Burn Country
An Afghan refugee (Dominic Rains) who has found asylum in a small Northern California town gets caught up in backwoods crime in this intriguingly moody, slow-burning mystery thriller
An Afghan refugee (Dominic Rains) who has found asylum in a small Northern California town gets caught up in backwoods crime in this intriguingly moody, slow-burning mystery thriller.
Back in Afghanistan, Rains was a fixer and interpreter, translating the local culture for an American correspondent (Thomas Jay Ryan).

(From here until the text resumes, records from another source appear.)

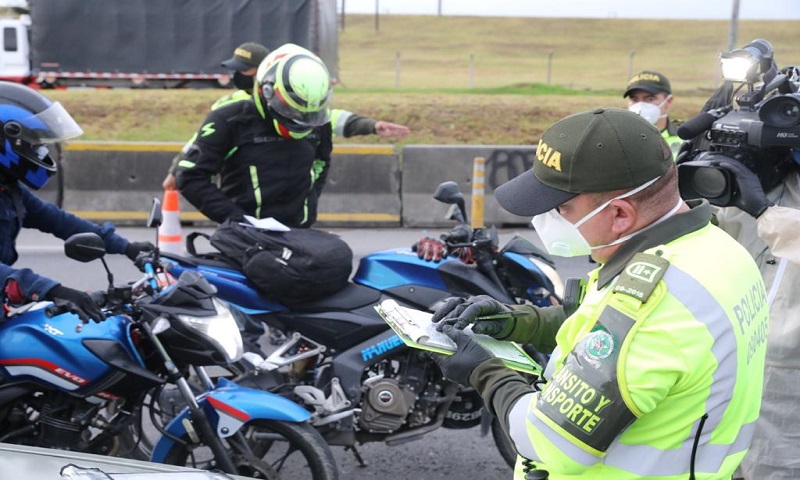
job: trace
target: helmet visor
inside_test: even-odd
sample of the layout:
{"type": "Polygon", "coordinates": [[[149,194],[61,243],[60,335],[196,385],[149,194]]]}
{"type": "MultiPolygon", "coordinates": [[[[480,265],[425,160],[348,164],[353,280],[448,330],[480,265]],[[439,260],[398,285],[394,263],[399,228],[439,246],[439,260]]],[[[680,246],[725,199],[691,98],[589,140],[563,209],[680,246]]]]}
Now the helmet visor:
{"type": "Polygon", "coordinates": [[[319,110],[312,110],[308,112],[300,111],[298,108],[293,107],[281,95],[279,90],[275,90],[275,94],[267,101],[269,108],[283,118],[291,120],[300,127],[314,128],[325,125],[330,121],[330,112],[328,106],[331,101],[331,92],[328,90],[324,100],[319,104],[319,110]]]}
{"type": "Polygon", "coordinates": [[[83,130],[64,107],[55,102],[36,115],[7,123],[6,134],[36,145],[75,138],[83,135],[83,130]]]}

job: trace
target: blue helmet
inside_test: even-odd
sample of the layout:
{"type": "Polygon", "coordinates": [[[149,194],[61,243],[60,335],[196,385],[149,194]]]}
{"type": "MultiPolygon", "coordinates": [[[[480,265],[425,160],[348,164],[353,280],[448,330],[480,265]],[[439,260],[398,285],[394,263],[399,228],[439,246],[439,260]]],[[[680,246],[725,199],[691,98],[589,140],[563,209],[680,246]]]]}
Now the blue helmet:
{"type": "Polygon", "coordinates": [[[23,85],[0,82],[0,171],[38,190],[56,173],[46,144],[82,133],[60,103],[23,85]]]}

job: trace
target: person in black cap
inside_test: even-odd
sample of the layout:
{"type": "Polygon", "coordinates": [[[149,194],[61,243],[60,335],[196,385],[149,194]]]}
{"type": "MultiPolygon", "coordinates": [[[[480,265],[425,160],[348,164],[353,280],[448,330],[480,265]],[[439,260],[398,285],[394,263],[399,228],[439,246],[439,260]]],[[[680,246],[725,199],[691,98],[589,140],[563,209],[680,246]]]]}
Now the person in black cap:
{"type": "Polygon", "coordinates": [[[237,91],[247,92],[249,96],[253,90],[253,76],[268,54],[269,49],[264,45],[247,42],[236,47],[233,56],[222,62],[223,67],[233,72],[233,86],[237,91]]]}
{"type": "MultiPolygon", "coordinates": [[[[228,105],[240,100],[252,100],[253,78],[258,71],[258,66],[269,55],[269,49],[256,42],[245,42],[233,51],[233,56],[224,62],[222,66],[233,72],[232,81],[236,91],[219,98],[211,110],[228,105]]],[[[359,135],[378,135],[380,137],[402,138],[411,133],[405,125],[387,122],[385,120],[373,120],[369,117],[357,115],[353,112],[342,109],[331,109],[331,126],[333,127],[334,137],[349,138],[359,135]]],[[[172,160],[167,176],[162,182],[164,190],[177,190],[175,181],[175,171],[178,167],[182,155],[186,149],[194,142],[193,136],[184,148],[172,160]]]]}
{"type": "Polygon", "coordinates": [[[651,70],[639,72],[628,80],[622,97],[628,99],[628,110],[656,126],[672,149],[674,159],[683,140],[678,137],[679,123],[669,118],[673,96],[667,77],[651,70]]]}
{"type": "Polygon", "coordinates": [[[521,456],[514,478],[730,478],[759,414],[766,291],[708,202],[681,200],[659,131],[622,109],[566,117],[495,196],[533,216],[551,254],[600,264],[569,316],[488,296],[448,299],[433,316],[458,346],[434,358],[497,416],[521,456]],[[552,352],[544,389],[470,324],[552,352]]]}

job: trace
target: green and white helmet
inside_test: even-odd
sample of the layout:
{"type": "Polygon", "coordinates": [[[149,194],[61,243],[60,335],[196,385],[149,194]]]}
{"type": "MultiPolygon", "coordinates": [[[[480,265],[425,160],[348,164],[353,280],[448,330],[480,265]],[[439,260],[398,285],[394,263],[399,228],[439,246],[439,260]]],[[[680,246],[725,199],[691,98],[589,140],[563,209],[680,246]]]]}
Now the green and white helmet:
{"type": "Polygon", "coordinates": [[[331,82],[319,57],[287,43],[272,51],[256,72],[257,105],[291,132],[328,123],[331,82]]]}

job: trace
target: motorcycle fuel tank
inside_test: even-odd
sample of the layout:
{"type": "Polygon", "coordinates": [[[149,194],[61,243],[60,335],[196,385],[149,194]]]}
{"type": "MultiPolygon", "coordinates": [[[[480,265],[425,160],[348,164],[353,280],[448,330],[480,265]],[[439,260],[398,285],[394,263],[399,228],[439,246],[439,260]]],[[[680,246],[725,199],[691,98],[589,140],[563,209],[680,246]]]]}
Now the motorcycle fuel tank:
{"type": "Polygon", "coordinates": [[[512,302],[473,266],[454,257],[426,262],[408,248],[384,250],[363,257],[353,282],[425,309],[453,295],[488,294],[512,302]]]}
{"type": "Polygon", "coordinates": [[[92,353],[86,342],[116,342],[136,355],[127,318],[112,316],[101,323],[82,324],[72,313],[48,317],[45,308],[50,305],[41,302],[0,324],[0,368],[5,382],[28,380],[73,393],[93,391],[115,369],[92,353]]]}

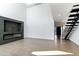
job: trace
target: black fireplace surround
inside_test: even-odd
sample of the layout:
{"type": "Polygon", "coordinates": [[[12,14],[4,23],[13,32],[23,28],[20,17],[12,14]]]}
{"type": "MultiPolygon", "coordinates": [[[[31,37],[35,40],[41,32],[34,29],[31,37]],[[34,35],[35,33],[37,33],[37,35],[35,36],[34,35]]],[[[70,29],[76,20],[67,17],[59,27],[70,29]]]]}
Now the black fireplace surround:
{"type": "Polygon", "coordinates": [[[0,44],[24,38],[24,22],[0,16],[0,44]]]}

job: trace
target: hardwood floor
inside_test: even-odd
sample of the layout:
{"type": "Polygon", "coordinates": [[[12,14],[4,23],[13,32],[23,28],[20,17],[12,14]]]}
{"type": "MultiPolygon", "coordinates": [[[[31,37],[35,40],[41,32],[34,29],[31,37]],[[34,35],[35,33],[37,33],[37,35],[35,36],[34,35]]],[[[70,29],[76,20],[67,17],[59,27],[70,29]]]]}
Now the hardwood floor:
{"type": "Polygon", "coordinates": [[[26,38],[0,45],[0,56],[33,56],[34,51],[65,51],[79,56],[79,46],[65,40],[42,40],[26,38]]]}

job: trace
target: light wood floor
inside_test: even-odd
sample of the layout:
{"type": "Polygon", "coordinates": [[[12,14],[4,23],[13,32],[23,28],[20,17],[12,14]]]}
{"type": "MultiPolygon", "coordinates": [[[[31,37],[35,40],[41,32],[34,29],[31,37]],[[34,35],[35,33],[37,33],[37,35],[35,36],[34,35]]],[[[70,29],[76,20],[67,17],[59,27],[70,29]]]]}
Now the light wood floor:
{"type": "Polygon", "coordinates": [[[33,51],[60,50],[79,55],[79,46],[65,40],[42,40],[27,38],[0,45],[0,56],[32,56],[33,51]]]}

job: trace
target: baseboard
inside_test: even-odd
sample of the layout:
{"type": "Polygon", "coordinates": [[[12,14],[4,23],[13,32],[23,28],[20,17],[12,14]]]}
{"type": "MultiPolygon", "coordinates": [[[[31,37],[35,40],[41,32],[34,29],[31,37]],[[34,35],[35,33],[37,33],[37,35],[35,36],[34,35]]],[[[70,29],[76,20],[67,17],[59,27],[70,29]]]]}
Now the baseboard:
{"type": "Polygon", "coordinates": [[[44,39],[44,38],[36,38],[36,37],[24,37],[25,39],[40,39],[40,40],[54,40],[54,39],[44,39]]]}
{"type": "MultiPolygon", "coordinates": [[[[70,40],[70,39],[69,39],[70,40]]],[[[76,44],[74,41],[70,40],[72,43],[74,43],[75,45],[79,46],[78,44],[76,44]]]]}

Now he is living as the guest of Ryan’s weary police officer mom (a typically superb Melissa Leo) and is very much a fish out of water.
At home, he was an expert at reading sometimes dangerous signals, but in the US he finds himself increasingly flummoxed by his new environment, both when it comes to jobs and his love life, with a free-spirited actress (Rachel Brosnahan) giving him mixed signals.
However, his chronic bafflement looks as though it will lead him into real trouble after he takes it on himself to solve a hit-and-run death, a crime that appears to involve his shiftless new pal, played with flamboyant eccentricity by James Franco.
The film frustratingly leaves loose ends dangling, as director Ian Olds is really more interested in the local characters rather than the mystery, whether provided by Brosnahan’s wacky troupe of avant-garde actors or the furtive neighbourhood crime family. However, Rains' wide-eyed encounters with his strange new world keeps us engaged to the end.